11:44 p.m. - 2005-08-22
Today is the kind of day that makes me wish Vitamin Water was sold in gallon jugs and/or pony kegs.
Anyway! It was a fun weekend in Iowa. Lots of friendship, lots of partytime, not too much sleeping and not too much responsibility. A big difference from the job interviewing / house buying / general adultness of the recent past. Passing a bag of box wine around a circle, drinking straight from the bag, doesn't really reek of maturity, does it? See also: staying up past dawn, countless beers, etc.
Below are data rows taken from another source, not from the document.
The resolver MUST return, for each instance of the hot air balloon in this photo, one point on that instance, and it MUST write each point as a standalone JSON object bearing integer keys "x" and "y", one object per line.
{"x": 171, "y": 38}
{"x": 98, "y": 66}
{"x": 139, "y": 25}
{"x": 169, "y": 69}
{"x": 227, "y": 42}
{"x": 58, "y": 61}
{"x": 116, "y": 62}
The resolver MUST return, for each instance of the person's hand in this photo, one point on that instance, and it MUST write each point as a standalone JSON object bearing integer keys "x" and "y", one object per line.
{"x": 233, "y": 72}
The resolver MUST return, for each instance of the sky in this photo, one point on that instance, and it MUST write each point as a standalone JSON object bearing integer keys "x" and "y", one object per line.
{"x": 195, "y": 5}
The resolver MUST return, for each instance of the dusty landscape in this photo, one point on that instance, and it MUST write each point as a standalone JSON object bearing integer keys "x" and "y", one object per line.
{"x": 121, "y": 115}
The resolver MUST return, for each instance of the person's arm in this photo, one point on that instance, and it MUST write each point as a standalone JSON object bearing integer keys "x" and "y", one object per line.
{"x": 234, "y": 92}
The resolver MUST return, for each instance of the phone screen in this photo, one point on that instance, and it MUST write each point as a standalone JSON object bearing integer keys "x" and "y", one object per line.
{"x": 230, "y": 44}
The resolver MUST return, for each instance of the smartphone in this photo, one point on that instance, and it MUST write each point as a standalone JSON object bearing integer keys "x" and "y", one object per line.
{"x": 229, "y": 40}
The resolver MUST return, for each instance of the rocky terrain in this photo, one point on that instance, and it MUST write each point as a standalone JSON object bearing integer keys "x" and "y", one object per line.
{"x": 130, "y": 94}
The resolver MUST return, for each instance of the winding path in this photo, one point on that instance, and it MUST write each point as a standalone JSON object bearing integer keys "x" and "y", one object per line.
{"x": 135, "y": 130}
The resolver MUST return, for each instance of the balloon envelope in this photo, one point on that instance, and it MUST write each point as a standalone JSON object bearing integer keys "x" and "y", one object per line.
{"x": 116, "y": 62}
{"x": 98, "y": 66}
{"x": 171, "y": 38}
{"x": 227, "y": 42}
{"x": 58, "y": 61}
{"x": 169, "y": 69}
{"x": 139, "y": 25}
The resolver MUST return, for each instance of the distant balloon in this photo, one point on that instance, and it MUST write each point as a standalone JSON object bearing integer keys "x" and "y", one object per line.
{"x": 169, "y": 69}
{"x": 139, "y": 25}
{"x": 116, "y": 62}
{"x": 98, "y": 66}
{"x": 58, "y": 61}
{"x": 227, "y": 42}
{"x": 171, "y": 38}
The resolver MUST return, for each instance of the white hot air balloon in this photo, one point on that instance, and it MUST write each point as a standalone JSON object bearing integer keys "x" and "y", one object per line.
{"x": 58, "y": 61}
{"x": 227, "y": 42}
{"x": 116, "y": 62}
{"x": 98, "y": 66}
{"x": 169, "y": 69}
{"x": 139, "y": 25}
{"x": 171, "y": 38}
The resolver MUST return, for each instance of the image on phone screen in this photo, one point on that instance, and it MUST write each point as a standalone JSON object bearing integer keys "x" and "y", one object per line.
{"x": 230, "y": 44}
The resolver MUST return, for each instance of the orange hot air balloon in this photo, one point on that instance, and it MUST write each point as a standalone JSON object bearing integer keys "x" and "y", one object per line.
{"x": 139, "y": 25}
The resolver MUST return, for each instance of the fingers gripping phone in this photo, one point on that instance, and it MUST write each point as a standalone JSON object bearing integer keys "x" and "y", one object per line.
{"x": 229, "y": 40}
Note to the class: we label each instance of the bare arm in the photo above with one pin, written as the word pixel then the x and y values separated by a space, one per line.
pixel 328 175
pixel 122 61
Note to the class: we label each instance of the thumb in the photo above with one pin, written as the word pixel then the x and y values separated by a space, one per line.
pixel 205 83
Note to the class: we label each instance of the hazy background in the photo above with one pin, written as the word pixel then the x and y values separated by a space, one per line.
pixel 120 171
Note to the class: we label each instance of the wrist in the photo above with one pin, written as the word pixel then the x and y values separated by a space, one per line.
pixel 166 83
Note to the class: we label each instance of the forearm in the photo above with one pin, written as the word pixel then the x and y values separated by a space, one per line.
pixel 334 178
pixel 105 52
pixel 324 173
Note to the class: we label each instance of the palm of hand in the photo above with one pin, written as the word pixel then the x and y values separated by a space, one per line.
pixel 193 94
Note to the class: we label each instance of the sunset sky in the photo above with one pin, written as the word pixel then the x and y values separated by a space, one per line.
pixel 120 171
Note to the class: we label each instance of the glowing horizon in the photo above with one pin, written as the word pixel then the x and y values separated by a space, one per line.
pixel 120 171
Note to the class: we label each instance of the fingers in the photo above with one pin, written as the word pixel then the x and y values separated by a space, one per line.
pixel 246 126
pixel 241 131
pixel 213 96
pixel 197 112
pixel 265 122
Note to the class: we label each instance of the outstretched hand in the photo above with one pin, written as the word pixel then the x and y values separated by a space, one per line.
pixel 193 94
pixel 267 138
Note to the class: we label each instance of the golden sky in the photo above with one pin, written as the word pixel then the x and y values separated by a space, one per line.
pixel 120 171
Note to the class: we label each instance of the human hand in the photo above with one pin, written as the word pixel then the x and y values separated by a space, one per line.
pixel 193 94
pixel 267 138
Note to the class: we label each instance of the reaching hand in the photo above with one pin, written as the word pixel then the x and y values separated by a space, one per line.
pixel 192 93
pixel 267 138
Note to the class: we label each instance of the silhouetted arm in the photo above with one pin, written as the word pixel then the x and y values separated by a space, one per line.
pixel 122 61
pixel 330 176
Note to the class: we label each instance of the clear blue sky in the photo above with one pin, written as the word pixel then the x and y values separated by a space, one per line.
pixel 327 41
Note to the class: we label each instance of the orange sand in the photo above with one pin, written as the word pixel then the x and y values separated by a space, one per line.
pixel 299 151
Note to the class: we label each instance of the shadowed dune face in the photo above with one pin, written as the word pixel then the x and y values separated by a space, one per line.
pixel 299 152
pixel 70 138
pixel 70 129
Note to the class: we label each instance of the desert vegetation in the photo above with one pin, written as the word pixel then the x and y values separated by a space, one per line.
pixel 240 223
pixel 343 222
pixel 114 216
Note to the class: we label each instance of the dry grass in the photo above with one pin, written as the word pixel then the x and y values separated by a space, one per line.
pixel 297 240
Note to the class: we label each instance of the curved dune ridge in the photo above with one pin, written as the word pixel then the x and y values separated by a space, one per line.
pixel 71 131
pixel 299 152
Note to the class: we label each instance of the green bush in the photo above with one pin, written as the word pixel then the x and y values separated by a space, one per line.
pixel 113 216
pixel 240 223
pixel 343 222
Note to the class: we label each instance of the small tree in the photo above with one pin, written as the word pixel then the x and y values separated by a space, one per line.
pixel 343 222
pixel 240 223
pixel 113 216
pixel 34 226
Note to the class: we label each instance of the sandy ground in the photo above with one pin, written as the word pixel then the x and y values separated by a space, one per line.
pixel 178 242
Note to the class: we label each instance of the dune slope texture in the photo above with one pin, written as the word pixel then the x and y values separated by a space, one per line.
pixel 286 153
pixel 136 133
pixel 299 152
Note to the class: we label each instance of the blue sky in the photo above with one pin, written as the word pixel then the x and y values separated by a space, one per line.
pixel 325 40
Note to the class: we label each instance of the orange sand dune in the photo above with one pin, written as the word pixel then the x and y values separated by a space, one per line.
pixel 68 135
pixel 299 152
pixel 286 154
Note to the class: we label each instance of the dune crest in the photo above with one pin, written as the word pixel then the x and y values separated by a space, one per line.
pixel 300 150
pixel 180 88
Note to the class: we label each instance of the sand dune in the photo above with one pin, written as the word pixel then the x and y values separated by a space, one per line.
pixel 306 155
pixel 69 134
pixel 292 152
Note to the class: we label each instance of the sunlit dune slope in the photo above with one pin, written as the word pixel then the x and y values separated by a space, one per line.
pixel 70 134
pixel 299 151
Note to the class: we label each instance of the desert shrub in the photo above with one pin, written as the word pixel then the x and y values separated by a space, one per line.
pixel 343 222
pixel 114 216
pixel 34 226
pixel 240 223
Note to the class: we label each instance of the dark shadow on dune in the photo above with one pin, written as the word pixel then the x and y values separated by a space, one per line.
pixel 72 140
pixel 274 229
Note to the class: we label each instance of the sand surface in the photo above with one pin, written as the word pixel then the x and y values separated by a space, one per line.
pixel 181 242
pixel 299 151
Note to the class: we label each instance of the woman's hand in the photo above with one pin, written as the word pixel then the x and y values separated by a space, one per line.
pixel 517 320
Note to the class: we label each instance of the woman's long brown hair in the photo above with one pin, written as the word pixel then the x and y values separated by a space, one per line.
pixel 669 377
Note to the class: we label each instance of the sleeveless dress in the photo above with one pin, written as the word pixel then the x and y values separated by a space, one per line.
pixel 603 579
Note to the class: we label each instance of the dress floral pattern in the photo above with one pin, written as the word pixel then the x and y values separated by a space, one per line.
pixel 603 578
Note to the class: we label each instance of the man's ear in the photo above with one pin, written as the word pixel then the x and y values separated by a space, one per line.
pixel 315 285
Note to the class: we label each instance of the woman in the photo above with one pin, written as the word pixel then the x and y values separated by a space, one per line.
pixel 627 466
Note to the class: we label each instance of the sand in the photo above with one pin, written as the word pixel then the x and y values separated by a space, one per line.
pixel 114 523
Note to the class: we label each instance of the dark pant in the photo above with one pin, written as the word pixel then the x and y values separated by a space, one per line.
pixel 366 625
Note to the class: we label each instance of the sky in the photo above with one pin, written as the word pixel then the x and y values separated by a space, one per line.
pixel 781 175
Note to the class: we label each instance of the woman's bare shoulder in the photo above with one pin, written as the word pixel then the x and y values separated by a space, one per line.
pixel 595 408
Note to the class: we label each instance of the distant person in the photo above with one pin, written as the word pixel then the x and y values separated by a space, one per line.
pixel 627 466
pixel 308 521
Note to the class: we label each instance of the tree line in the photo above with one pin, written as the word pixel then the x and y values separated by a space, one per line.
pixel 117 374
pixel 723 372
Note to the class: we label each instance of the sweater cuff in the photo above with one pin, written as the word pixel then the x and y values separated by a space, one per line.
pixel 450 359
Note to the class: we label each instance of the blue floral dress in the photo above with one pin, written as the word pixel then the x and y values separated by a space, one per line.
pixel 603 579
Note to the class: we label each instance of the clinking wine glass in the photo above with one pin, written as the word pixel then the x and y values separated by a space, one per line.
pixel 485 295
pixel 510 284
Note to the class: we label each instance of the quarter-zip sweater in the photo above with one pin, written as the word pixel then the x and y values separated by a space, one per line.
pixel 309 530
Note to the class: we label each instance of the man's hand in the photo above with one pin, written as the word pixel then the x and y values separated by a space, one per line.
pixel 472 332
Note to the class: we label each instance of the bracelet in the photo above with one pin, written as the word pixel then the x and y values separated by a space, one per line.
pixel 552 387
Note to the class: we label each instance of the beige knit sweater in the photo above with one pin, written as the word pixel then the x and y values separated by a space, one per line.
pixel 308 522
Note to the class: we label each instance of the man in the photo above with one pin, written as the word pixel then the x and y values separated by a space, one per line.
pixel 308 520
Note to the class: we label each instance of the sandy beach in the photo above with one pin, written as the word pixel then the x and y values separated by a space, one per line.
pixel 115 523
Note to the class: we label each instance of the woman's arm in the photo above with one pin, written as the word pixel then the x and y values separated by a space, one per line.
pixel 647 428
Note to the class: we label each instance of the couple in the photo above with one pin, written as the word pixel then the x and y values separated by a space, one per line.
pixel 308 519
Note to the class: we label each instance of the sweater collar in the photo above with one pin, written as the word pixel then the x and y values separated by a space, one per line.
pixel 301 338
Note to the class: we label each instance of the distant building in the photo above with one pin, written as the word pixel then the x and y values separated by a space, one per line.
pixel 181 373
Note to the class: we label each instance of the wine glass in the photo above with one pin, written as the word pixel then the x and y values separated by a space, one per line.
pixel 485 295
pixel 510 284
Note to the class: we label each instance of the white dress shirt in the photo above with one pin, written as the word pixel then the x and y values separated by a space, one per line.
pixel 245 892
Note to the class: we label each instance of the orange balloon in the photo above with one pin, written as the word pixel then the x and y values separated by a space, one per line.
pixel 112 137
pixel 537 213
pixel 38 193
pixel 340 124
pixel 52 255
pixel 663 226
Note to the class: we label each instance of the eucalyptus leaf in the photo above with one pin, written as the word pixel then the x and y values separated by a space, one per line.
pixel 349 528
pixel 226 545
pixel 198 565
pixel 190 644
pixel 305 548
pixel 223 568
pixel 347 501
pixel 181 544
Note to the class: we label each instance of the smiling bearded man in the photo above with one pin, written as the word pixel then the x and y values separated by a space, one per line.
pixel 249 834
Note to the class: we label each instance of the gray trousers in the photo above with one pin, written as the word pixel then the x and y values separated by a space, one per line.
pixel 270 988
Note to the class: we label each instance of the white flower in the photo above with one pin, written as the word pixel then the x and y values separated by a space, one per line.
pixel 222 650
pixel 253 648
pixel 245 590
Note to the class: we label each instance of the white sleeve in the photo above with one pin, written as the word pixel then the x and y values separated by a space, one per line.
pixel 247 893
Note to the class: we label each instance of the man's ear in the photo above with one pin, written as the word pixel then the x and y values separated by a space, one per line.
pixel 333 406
If you haven't picked up on this yet, because I really didn't until I read a slew of my recent entries, I'm kind of fascinated/self-obsessed about the dichotomy of childishness/grownupness in my life right now. I can't figure out what I want. I am 25, does that make any kind of difference? This weekend really brought out the old collegy side of me, the "full brandt," if you will. And I read through old diary entries and look at old artwork I made, and it just seems fresher in a way than what I'm writing/creating now. Maybe that's just my perception of it after time has gone by. Actually that's likely.
Ah, my daily vigilance to melancholy.
This morning as I drove to work there were two nice things in the sky: a clear white daytime moon, and a hot air balloon. And I've been listening to In The Aeroplane Over the Sea literally all day long. Just one of those days.